The Italian military adopted the Vitali system in 1887. Subsequently, existing M1870 Vetterli rifles and several of the Vetterli variants were upgraded to M1870/87 Vetterli-Vitali box magazine versions. Concurrently, production of new Vetterlis persisted, and these new rifles adhered to the M1870/87 design until manufacturing was ultimately halted in 1892. Between 1887 and 1892, almost all of the 1.3 million Vetterli rifles manufactured were modified to become M1870/87 Vetterli-Vitali rifles.
Fast forward to the early days of World War I, approximately two decades later, about 700,000 M1870/87 Vetterli infantry rifles underwent another round of modifications. This time, the rifles were adapted to use the 6.5mm Carcano cartridge and incorporated the Mannlicher magazine system from the M1891 Carcano. This transformation led to the creation of the Vetterli mod. 1870/87/15.

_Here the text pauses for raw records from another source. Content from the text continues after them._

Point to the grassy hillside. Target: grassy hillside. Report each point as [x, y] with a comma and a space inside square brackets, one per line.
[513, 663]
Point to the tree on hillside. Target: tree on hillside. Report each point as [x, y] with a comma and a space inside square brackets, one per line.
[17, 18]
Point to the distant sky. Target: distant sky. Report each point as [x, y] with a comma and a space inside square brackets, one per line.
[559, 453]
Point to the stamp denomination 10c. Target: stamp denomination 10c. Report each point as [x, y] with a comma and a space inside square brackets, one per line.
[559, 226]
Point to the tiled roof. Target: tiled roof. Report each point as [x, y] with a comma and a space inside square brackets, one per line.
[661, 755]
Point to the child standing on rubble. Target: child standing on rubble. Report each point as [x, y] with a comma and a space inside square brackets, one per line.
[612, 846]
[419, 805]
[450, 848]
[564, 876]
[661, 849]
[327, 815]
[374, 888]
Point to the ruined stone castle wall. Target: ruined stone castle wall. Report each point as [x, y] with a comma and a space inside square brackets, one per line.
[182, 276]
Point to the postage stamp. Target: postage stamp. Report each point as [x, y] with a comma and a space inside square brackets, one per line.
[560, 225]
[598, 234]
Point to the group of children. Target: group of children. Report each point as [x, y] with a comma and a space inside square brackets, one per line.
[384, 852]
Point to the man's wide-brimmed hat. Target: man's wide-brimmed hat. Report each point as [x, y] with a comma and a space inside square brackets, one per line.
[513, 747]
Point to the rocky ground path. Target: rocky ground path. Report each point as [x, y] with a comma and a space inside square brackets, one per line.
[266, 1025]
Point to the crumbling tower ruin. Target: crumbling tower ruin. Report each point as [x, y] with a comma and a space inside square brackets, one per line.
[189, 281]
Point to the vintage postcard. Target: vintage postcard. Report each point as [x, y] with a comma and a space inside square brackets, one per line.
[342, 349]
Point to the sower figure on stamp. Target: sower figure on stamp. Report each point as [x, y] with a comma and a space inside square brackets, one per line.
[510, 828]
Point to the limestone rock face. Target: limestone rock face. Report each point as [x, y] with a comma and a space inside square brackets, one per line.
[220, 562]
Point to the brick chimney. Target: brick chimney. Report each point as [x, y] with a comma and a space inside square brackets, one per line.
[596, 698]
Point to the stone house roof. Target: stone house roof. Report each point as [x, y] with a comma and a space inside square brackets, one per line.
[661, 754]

This example was originally produced in 1881 at the Torino Arsenal and converted in 1917 in Rome, Italy, as evidenced by the cartouche on the buttstock “1917 ROMA – Officina di Costruzione d’Artiglieria”. Its condition is considered Fair; it shows extensive wear throughout but appears to contain most, if not all, of its parts. It comes with the cleaning rod, butt plate, barrel bands, sling attachments, front and rear sights, magazine, and complete action. The wood stock has several markings and multiple serial numbers, which is typical of this type of rifle — the stock shows dings, gouges, and dents consistent with a rifle of its age. The metalwork shows several markings; its finish shows extensive wear, pitting, and oxidation. The barrel measures 33.75 inches in length. The bore is very dark, with rust and pitting. Some interesting features this rifle has are a side-mounted bayonet lug, an ornate trigger guard, a turned-down bolt handle, and an extended bolt support rail that helped prevent binding.